Event
PhD Dissertation Defense: Ziyu Liu
Tuesday, November 12, 2013
10:00 a.m.
Room 2328, AVW Bldg.
Maria Hoo
301 405 3681
mch@umd.edu
ANNOUNCEMENT: PhD Dissertation Defense
Name: Ziyu Liu
Date/Time: Tuesday, November 12th, 2013 at 10:00AM
Location: Room 2328, AVW Building
Committee:
Prof. Isaak Mayergoyz, Advisor/Chair
Prof. Julius Goldhar
Prof. Edo Waks
Prof. Sennur Ulukus
Prof. Howard Elman, Dean's Representative
Title: Modeling of Random Magnetization Dynamics in Nanosystems
Abstract:
Understanding magnetization dynamics in nano-scale magnetic systems is of great scientific interests for its application to magnetic recording technology and spintronic devices.
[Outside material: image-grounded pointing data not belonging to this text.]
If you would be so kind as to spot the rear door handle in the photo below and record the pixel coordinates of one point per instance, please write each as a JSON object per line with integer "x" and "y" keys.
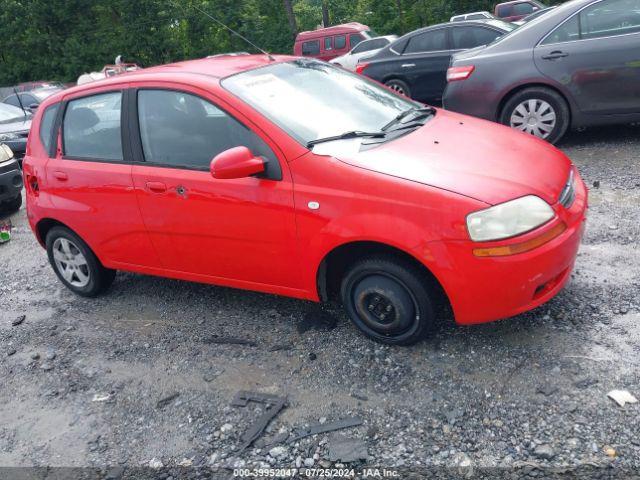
{"x": 156, "y": 187}
{"x": 555, "y": 54}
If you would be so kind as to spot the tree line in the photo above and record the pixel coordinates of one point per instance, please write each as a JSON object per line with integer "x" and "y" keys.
{"x": 61, "y": 39}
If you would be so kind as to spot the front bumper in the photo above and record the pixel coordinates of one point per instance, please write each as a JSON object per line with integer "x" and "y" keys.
{"x": 483, "y": 289}
{"x": 10, "y": 180}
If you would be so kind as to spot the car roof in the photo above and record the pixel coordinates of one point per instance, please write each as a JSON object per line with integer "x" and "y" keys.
{"x": 336, "y": 29}
{"x": 213, "y": 67}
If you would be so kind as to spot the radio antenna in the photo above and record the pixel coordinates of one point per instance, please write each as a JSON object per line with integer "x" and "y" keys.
{"x": 269, "y": 56}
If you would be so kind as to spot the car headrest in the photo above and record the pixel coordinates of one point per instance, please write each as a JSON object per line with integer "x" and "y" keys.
{"x": 81, "y": 118}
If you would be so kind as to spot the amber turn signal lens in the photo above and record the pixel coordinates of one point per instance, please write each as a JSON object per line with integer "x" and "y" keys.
{"x": 522, "y": 247}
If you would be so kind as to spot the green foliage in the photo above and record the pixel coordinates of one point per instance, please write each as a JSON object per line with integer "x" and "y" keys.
{"x": 61, "y": 39}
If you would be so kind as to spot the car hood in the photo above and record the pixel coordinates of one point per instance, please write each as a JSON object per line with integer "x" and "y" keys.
{"x": 476, "y": 158}
{"x": 20, "y": 125}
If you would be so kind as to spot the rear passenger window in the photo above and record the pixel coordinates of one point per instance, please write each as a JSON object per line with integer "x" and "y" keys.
{"x": 311, "y": 48}
{"x": 505, "y": 11}
{"x": 91, "y": 127}
{"x": 181, "y": 130}
{"x": 522, "y": 9}
{"x": 428, "y": 42}
{"x": 567, "y": 32}
{"x": 46, "y": 127}
{"x": 354, "y": 39}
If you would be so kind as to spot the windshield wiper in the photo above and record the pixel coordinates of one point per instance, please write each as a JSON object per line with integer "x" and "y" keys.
{"x": 402, "y": 115}
{"x": 345, "y": 136}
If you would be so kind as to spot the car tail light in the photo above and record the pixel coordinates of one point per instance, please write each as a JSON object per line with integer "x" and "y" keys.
{"x": 455, "y": 74}
{"x": 361, "y": 66}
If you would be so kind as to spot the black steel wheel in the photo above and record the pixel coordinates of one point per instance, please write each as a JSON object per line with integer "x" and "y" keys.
{"x": 388, "y": 300}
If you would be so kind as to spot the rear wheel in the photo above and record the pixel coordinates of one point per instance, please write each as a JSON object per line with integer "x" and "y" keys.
{"x": 388, "y": 300}
{"x": 399, "y": 86}
{"x": 538, "y": 111}
{"x": 75, "y": 264}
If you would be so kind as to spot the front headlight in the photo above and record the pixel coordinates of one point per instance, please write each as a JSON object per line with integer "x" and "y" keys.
{"x": 4, "y": 137}
{"x": 508, "y": 219}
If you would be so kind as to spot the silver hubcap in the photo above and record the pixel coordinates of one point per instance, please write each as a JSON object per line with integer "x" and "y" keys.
{"x": 397, "y": 88}
{"x": 70, "y": 262}
{"x": 534, "y": 116}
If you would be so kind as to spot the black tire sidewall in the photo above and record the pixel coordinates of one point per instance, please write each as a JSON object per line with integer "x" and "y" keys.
{"x": 96, "y": 270}
{"x": 556, "y": 101}
{"x": 400, "y": 83}
{"x": 414, "y": 283}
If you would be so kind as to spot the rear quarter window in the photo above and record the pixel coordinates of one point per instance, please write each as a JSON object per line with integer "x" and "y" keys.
{"x": 311, "y": 48}
{"x": 91, "y": 127}
{"x": 46, "y": 128}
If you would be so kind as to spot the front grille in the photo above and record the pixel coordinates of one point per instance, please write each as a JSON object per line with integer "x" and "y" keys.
{"x": 568, "y": 194}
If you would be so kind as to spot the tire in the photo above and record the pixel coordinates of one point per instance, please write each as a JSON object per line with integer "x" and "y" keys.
{"x": 376, "y": 287}
{"x": 75, "y": 264}
{"x": 399, "y": 86}
{"x": 13, "y": 205}
{"x": 551, "y": 115}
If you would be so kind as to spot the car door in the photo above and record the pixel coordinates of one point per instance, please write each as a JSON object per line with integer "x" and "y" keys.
{"x": 424, "y": 62}
{"x": 89, "y": 181}
{"x": 235, "y": 231}
{"x": 594, "y": 55}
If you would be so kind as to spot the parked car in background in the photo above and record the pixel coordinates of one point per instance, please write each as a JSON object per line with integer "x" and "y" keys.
{"x": 14, "y": 129}
{"x": 534, "y": 15}
{"x": 517, "y": 9}
{"x": 31, "y": 99}
{"x": 10, "y": 181}
{"x": 364, "y": 49}
{"x": 575, "y": 66}
{"x": 416, "y": 64}
{"x": 472, "y": 16}
{"x": 250, "y": 172}
{"x": 331, "y": 42}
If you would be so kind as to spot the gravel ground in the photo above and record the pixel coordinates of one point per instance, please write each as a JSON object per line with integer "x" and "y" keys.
{"x": 135, "y": 384}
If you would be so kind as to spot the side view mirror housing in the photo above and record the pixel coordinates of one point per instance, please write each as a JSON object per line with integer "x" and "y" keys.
{"x": 237, "y": 162}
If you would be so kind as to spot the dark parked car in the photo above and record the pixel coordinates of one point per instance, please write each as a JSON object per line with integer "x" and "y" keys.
{"x": 10, "y": 181}
{"x": 31, "y": 99}
{"x": 14, "y": 129}
{"x": 517, "y": 9}
{"x": 416, "y": 64}
{"x": 576, "y": 66}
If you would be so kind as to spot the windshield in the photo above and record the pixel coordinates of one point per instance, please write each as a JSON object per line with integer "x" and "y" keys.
{"x": 10, "y": 113}
{"x": 312, "y": 100}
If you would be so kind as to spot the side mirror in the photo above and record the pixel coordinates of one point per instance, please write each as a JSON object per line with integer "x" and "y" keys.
{"x": 237, "y": 162}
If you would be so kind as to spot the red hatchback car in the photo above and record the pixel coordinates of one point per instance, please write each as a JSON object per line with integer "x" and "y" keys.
{"x": 295, "y": 177}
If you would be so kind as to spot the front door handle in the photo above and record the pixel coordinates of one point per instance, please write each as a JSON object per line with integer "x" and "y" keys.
{"x": 555, "y": 54}
{"x": 156, "y": 187}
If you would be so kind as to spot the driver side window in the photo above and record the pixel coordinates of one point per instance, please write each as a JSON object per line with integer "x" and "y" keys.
{"x": 181, "y": 130}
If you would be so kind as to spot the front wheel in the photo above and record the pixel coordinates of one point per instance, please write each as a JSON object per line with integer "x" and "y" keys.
{"x": 75, "y": 264}
{"x": 399, "y": 86}
{"x": 537, "y": 111}
{"x": 388, "y": 300}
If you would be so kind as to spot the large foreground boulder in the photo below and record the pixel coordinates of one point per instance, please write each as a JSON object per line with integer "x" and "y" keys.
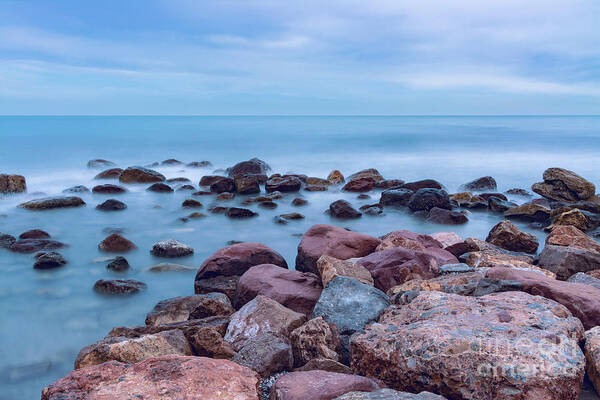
{"x": 170, "y": 377}
{"x": 333, "y": 241}
{"x": 501, "y": 346}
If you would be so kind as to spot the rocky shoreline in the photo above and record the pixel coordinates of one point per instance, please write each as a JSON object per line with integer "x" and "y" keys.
{"x": 400, "y": 316}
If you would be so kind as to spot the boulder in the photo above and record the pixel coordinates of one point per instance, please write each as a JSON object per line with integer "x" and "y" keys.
{"x": 343, "y": 210}
{"x": 489, "y": 347}
{"x": 318, "y": 385}
{"x": 564, "y": 185}
{"x": 506, "y": 235}
{"x": 332, "y": 241}
{"x": 130, "y": 351}
{"x": 167, "y": 377}
{"x": 50, "y": 203}
{"x": 115, "y": 243}
{"x": 350, "y": 305}
{"x": 140, "y": 175}
{"x": 299, "y": 291}
{"x": 261, "y": 315}
{"x": 171, "y": 248}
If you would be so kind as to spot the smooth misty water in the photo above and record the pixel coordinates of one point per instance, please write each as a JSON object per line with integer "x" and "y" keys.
{"x": 46, "y": 317}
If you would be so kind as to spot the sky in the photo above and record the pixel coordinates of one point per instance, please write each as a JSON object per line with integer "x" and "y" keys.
{"x": 257, "y": 57}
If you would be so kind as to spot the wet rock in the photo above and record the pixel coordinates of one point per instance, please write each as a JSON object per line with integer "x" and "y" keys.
{"x": 261, "y": 315}
{"x": 506, "y": 235}
{"x": 564, "y": 185}
{"x": 267, "y": 354}
{"x": 349, "y": 304}
{"x": 115, "y": 243}
{"x": 119, "y": 286}
{"x": 167, "y": 377}
{"x": 332, "y": 241}
{"x": 299, "y": 291}
{"x": 119, "y": 264}
{"x": 318, "y": 385}
{"x": 112, "y": 173}
{"x": 171, "y": 248}
{"x": 49, "y": 203}
{"x": 426, "y": 199}
{"x": 140, "y": 175}
{"x": 330, "y": 268}
{"x": 49, "y": 260}
{"x": 451, "y": 339}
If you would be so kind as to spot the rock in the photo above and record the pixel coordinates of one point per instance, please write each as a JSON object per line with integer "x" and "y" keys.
{"x": 451, "y": 339}
{"x": 423, "y": 184}
{"x": 115, "y": 243}
{"x": 529, "y": 212}
{"x": 167, "y": 377}
{"x": 284, "y": 185}
{"x": 131, "y": 351}
{"x": 318, "y": 385}
{"x": 119, "y": 264}
{"x": 298, "y": 291}
{"x": 99, "y": 163}
{"x": 506, "y": 235}
{"x": 267, "y": 354}
{"x": 344, "y": 210}
{"x": 112, "y": 173}
{"x": 564, "y": 185}
{"x": 332, "y": 241}
{"x": 111, "y": 205}
{"x": 171, "y": 248}
{"x": 349, "y": 304}
{"x": 140, "y": 175}
{"x": 108, "y": 189}
{"x": 481, "y": 184}
{"x": 179, "y": 309}
{"x": 316, "y": 339}
{"x": 160, "y": 187}
{"x": 582, "y": 300}
{"x": 330, "y": 268}
{"x": 49, "y": 260}
{"x": 49, "y": 203}
{"x": 261, "y": 315}
{"x": 395, "y": 197}
{"x": 426, "y": 199}
{"x": 566, "y": 261}
{"x": 119, "y": 286}
{"x": 336, "y": 177}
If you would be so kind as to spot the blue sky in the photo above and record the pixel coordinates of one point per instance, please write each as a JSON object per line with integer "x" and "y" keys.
{"x": 305, "y": 57}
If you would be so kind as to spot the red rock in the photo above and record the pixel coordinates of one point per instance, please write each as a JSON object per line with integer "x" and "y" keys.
{"x": 160, "y": 378}
{"x": 332, "y": 241}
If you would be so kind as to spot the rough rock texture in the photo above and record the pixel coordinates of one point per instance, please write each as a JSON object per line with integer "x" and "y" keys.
{"x": 350, "y": 305}
{"x": 267, "y": 354}
{"x": 582, "y": 300}
{"x": 501, "y": 346}
{"x": 330, "y": 268}
{"x": 506, "y": 235}
{"x": 50, "y": 203}
{"x": 332, "y": 241}
{"x": 261, "y": 315}
{"x": 133, "y": 350}
{"x": 316, "y": 339}
{"x": 160, "y": 378}
{"x": 179, "y": 309}
{"x": 564, "y": 185}
{"x": 140, "y": 175}
{"x": 298, "y": 291}
{"x": 318, "y": 385}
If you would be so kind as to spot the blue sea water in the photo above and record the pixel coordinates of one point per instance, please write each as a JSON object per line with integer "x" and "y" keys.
{"x": 47, "y": 316}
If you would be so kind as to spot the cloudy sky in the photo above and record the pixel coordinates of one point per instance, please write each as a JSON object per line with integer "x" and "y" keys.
{"x": 300, "y": 57}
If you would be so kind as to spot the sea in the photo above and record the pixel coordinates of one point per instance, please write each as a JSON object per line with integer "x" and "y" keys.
{"x": 46, "y": 317}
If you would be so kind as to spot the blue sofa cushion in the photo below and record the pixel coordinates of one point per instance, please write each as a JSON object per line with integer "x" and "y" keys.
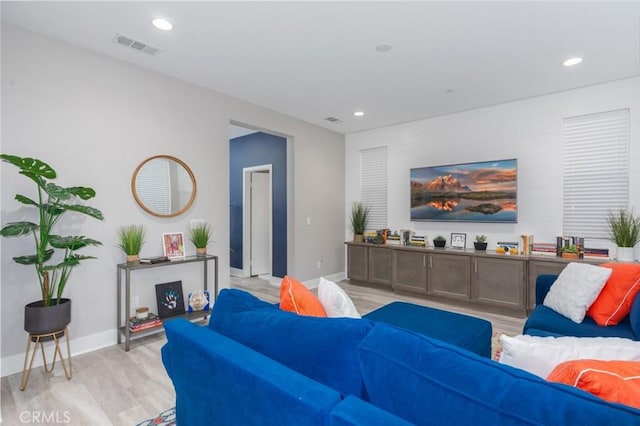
{"x": 544, "y": 321}
{"x": 220, "y": 382}
{"x": 324, "y": 349}
{"x": 464, "y": 331}
{"x": 427, "y": 381}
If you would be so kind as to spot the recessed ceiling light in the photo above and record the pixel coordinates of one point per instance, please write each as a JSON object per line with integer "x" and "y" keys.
{"x": 162, "y": 24}
{"x": 571, "y": 62}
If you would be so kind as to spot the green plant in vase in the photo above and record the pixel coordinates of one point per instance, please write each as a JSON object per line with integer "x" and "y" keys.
{"x": 200, "y": 236}
{"x": 132, "y": 239}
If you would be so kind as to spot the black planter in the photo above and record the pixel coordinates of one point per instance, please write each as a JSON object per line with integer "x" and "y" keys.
{"x": 479, "y": 246}
{"x": 40, "y": 319}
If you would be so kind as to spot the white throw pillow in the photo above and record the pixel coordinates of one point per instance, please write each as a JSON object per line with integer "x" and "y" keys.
{"x": 335, "y": 301}
{"x": 540, "y": 355}
{"x": 576, "y": 288}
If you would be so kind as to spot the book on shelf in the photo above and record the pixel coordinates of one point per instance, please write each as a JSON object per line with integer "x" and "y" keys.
{"x": 153, "y": 260}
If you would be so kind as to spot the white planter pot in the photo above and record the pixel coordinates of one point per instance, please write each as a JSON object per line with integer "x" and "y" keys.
{"x": 625, "y": 254}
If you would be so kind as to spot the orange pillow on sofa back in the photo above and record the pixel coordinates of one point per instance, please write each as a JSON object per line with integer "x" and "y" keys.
{"x": 614, "y": 302}
{"x": 614, "y": 381}
{"x": 295, "y": 297}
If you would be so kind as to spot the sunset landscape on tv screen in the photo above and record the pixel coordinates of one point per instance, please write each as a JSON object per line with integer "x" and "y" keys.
{"x": 471, "y": 192}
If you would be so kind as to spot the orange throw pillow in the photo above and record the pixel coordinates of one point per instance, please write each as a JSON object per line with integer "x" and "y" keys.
{"x": 614, "y": 381}
{"x": 295, "y": 297}
{"x": 614, "y": 302}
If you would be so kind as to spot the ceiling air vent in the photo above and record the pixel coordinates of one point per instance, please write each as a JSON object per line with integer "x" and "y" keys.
{"x": 135, "y": 44}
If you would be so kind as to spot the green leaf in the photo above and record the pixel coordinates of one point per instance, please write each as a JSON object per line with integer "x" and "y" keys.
{"x": 82, "y": 192}
{"x": 72, "y": 243}
{"x": 16, "y": 229}
{"x": 33, "y": 259}
{"x": 32, "y": 166}
{"x": 26, "y": 200}
{"x": 89, "y": 211}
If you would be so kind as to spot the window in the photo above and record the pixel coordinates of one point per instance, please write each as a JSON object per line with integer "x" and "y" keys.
{"x": 596, "y": 171}
{"x": 373, "y": 185}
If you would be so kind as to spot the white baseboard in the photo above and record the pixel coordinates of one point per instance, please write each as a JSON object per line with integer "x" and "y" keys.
{"x": 14, "y": 363}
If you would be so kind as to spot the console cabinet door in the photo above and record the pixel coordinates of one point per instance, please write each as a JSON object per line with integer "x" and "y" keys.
{"x": 449, "y": 276}
{"x": 358, "y": 262}
{"x": 380, "y": 265}
{"x": 500, "y": 283}
{"x": 410, "y": 271}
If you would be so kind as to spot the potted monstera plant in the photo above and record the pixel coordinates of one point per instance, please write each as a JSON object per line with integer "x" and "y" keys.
{"x": 54, "y": 255}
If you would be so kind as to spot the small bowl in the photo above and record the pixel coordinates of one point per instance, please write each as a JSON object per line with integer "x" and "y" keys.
{"x": 142, "y": 313}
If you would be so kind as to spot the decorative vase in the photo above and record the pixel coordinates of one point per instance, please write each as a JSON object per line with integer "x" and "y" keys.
{"x": 40, "y": 319}
{"x": 480, "y": 246}
{"x": 625, "y": 254}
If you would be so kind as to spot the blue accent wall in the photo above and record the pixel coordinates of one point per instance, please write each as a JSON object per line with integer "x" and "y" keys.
{"x": 254, "y": 150}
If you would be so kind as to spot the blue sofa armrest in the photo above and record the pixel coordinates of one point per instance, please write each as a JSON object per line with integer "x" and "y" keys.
{"x": 543, "y": 284}
{"x": 220, "y": 381}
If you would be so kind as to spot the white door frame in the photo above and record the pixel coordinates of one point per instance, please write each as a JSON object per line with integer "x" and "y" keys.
{"x": 246, "y": 216}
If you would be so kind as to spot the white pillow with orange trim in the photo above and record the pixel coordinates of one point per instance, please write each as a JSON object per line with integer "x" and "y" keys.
{"x": 614, "y": 381}
{"x": 614, "y": 301}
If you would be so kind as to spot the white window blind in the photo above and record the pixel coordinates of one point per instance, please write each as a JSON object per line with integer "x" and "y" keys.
{"x": 373, "y": 185}
{"x": 596, "y": 171}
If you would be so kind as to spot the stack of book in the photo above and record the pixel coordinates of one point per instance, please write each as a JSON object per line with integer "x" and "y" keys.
{"x": 543, "y": 249}
{"x": 596, "y": 253}
{"x": 418, "y": 241}
{"x": 137, "y": 324}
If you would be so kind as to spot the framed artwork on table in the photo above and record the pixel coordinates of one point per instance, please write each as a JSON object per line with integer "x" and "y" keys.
{"x": 170, "y": 299}
{"x": 173, "y": 245}
{"x": 458, "y": 240}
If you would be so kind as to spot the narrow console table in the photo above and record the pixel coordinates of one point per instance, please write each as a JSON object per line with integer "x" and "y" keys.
{"x": 123, "y": 317}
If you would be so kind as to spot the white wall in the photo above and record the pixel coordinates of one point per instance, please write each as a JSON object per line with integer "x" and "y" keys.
{"x": 94, "y": 119}
{"x": 529, "y": 130}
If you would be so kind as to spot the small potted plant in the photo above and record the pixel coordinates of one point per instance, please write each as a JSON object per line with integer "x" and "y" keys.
{"x": 481, "y": 242}
{"x": 200, "y": 236}
{"x": 131, "y": 241}
{"x": 359, "y": 218}
{"x": 570, "y": 252}
{"x": 624, "y": 231}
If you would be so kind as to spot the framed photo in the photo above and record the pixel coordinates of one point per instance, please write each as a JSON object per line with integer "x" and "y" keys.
{"x": 173, "y": 245}
{"x": 469, "y": 192}
{"x": 170, "y": 299}
{"x": 458, "y": 240}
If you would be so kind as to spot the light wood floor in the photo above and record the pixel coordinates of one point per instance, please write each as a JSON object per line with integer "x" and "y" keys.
{"x": 114, "y": 387}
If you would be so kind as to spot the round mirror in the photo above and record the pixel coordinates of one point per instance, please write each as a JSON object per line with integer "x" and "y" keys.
{"x": 163, "y": 186}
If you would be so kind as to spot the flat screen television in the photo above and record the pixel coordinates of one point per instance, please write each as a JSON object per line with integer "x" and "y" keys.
{"x": 469, "y": 192}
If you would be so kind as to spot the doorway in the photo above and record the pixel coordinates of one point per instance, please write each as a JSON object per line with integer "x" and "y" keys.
{"x": 258, "y": 233}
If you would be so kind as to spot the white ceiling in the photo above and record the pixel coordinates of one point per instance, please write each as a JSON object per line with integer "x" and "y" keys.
{"x": 313, "y": 60}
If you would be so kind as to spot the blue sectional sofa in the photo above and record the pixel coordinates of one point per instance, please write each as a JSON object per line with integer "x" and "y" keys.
{"x": 257, "y": 365}
{"x": 544, "y": 321}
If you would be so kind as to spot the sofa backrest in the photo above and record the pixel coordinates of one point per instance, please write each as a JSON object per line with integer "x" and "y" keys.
{"x": 221, "y": 382}
{"x": 324, "y": 349}
{"x": 426, "y": 381}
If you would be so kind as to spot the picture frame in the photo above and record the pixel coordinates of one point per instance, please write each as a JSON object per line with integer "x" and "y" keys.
{"x": 173, "y": 245}
{"x": 458, "y": 240}
{"x": 170, "y": 299}
{"x": 484, "y": 191}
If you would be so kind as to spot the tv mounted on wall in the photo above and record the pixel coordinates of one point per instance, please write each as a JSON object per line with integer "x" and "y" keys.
{"x": 469, "y": 192}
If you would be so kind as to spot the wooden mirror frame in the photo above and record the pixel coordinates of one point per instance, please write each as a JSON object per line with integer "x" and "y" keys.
{"x": 147, "y": 209}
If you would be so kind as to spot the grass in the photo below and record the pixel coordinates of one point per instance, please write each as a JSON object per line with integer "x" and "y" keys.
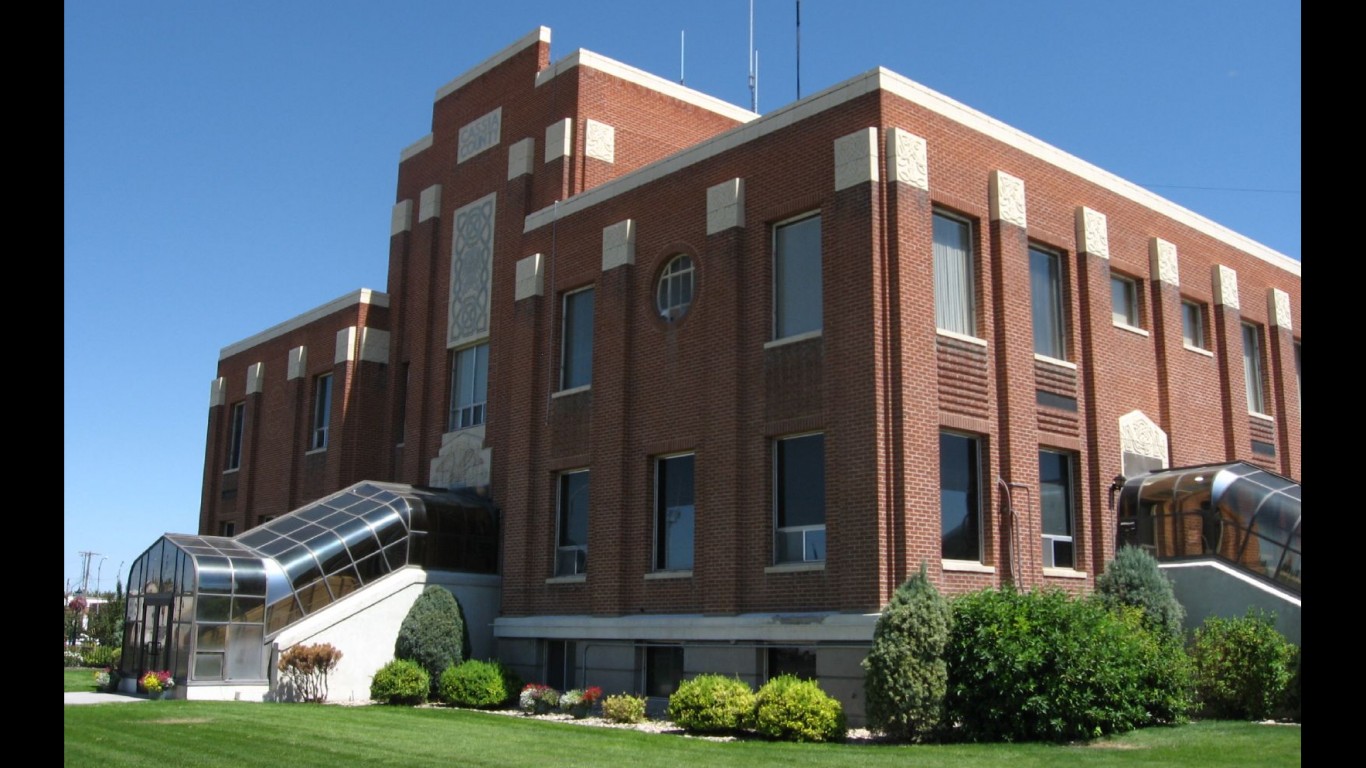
{"x": 242, "y": 734}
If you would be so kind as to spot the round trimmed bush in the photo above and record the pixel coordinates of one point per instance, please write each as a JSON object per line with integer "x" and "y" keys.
{"x": 480, "y": 685}
{"x": 402, "y": 682}
{"x": 794, "y": 709}
{"x": 712, "y": 704}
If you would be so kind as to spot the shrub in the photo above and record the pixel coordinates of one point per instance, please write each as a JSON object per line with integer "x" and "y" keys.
{"x": 432, "y": 634}
{"x": 1133, "y": 578}
{"x": 794, "y": 709}
{"x": 904, "y": 673}
{"x": 480, "y": 685}
{"x": 400, "y": 681}
{"x": 1042, "y": 666}
{"x": 712, "y": 704}
{"x": 623, "y": 708}
{"x": 1242, "y": 666}
{"x": 306, "y": 667}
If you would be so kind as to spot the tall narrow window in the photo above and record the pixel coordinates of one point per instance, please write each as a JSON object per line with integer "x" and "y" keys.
{"x": 954, "y": 294}
{"x": 239, "y": 412}
{"x": 1059, "y": 506}
{"x": 577, "y": 354}
{"x": 799, "y": 498}
{"x": 674, "y": 514}
{"x": 1253, "y": 368}
{"x": 960, "y": 506}
{"x": 571, "y": 554}
{"x": 797, "y": 278}
{"x": 469, "y": 387}
{"x": 1045, "y": 282}
{"x": 1193, "y": 324}
{"x": 321, "y": 412}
Recently, a novel approach to modeling stochastic magnetization dynamics has been proposed. In this approach, thermal bath effects are accounted for by introducing a jump-noise torque term in the precessional magnetization dynamics equation. In this dissertation, we develop a Monte Carlo type numerical technique for implementation of the approach. There are two central elements of our numerical technique: a ``midpoint'' finite-difference scheme for integration of deterministic precessions and a ``self-scattering'' scheme which results in time-homogenization of a jump-noise process. We also perform and illustrate numerous Monte Carlo simulations in the dissertation using numerical examples. The Monte Carlo simulations are ideally suited for implementation on GPUs since they are intrinsically parallelizable in the sense that different realizations of stochastic magnetization dynamics can be computed concurrently. Therefore we develop a parallel algorithm and implement it using a Nvidia GPU. A speed-up factor of about 200 is achieved using this GPU implementation in comparison with the tranditional CPU single threaded implementation. Furthermore, we apply the jump-noise process driven Landau-Lifshitz equation to the study of thermal magnetization switching for a very wide range of temperatures. Numerical calculations demonstrate that the magnetization switching rate has a different temperature dependence at relatively high and very low temperatures. The high temperature switching conforms to the Arrhenius law of thermal activation, whereas the low temperature switching has many features traditionally attributed to the phenomenon of macroscopic magnetization tunneling. Finally, we extend the jump-noise process approach to the study of magnetization dynamics at elevated temperatures. We derive a generalization of the classical Landau-Lifshitz equation to describe magnetization dynamics around Curie temperature where the traditional micromagnetic constraint is not valid.